Nuh Omar (born June 5, 1988) is a director and screenwriter, originally from Pakistan.

Background 

Nuh was born in Karachi, Pakistan into the prominent Indian/Pakistani Kureishi family as the grandson of Sattoo Kureishi (MBE), older brother of Omar Kureishi. Famous family members also include Hanif Kureishi, Maki Kureishi, Bilquis Nasrullah, Imran Kureishi, and Nusrat Nasrullah. He received his early educated at Karachi Grammar School, a classmate of Bilawal Bhutto Zardari. He has an older sister and a younger brother. His mother was Pakistan’s first female sports photojournalist.

Education 

Nuh decided to make films after seeing Jurassic Park when he was 5. He spent his earlier years writing short stories, and with a camera at his hip. Photography became his hobby. He went to the New York Film Academy in 2006, where he participated and played a part in the creation of their first ever 2nd Year Film Program. He then went to Full Sail University where he received his bachelor's degree in The Science of Film, and was named Valedictorian.

Career 

After graduating from Full Sail, Nuh interned for Scott Gardenhour at The Institute. He worked as a freelance assistant director, having worked on a number of award-winning shorts, as well as working behind the scenes as a documentarian. He wrote and produced the short film We're Americans, Eh?, which received the Audience Award and the award for Best Wardrobe in 2011 at the 24 Hour Film Festival.

In 2012, Nuh returned to Pakistan. In collaboration with Y Productions and producer Ayesha Jalil, he directed a series of short films for Engro Corporation Excellence Awards. His Engro film on the late renowned sculptor Shahid Sajjad, Mojiza-e-Fun (The Miracle of Art), was the final project to feature Sajjad before he passed away.

He then did freelance work writing and directing a variety of internet-based projects, as well as ghostwriting commercials in the country. In mid-2012, he attached himself to now defunct DeVida Lifestyle, an entertainment channel, as an in-house & promo director.

In early-2013, Nuh was hired by advertising agency IAL Saatchi & Saatchi, where he worked as a creative and ad man under COO Imtisal Abbasi and ECD Rashna Abdi on Procter & Gamble brands. He worked on a number of global projects and brands, including Head & Shoulders, Safeguard, Pampers and Commander Safeguard.

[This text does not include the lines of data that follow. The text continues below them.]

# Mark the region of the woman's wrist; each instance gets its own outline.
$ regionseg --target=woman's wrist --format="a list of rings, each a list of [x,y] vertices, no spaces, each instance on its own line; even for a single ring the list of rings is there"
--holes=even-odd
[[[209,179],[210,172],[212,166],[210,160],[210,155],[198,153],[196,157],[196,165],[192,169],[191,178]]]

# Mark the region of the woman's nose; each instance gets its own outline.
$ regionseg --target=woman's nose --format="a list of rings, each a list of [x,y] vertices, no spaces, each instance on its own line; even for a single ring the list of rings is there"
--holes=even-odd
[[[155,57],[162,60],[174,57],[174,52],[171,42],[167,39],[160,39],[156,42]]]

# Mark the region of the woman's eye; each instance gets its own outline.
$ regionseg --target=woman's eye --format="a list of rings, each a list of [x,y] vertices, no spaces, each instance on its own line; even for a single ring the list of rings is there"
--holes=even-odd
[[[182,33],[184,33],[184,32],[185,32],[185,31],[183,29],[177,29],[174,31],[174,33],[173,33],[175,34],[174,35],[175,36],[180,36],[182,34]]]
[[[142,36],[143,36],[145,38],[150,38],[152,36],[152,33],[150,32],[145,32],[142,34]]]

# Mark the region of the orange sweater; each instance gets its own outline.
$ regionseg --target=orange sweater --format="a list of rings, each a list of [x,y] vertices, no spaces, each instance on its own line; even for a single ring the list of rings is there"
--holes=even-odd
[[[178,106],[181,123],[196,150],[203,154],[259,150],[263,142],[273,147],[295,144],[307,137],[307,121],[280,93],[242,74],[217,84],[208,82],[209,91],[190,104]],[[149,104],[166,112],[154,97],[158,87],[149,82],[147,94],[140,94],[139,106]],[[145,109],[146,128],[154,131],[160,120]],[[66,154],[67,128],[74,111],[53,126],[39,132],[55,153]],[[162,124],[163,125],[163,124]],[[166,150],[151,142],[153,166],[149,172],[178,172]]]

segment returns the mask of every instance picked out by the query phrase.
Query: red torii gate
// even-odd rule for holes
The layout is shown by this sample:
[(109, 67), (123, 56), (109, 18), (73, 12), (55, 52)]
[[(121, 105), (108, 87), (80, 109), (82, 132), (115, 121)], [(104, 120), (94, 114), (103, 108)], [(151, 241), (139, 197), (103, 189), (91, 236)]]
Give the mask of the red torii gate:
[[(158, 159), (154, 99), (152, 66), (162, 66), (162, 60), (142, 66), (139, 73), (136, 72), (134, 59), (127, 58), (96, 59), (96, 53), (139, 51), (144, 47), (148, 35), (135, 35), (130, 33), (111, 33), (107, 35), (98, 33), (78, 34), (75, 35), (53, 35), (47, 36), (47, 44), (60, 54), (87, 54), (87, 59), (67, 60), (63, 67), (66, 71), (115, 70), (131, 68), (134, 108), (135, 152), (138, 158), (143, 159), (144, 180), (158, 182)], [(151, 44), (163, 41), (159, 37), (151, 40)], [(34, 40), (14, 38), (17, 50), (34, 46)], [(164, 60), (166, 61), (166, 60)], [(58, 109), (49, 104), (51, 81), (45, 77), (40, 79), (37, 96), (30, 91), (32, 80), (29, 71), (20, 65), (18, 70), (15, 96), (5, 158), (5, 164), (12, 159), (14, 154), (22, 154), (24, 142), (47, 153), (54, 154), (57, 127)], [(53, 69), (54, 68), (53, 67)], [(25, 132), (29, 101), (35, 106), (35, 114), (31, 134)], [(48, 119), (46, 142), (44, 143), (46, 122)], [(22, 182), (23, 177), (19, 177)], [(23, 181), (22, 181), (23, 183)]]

He parted with the company in early 2014 to return to filmmaking.

In November 2015, he began directing and writing episodes for The Fortress of Dorkness, a YouTube resource channel for pop culture movies and comics created by producer and his long-time collaborator, Christian Villarreal. As of 2018, The Fortress of Dorkness has produced over 100 episodes, all written and directed by Nuh. The channel went on hiatus in 2019, with more intended content to be announced in the future.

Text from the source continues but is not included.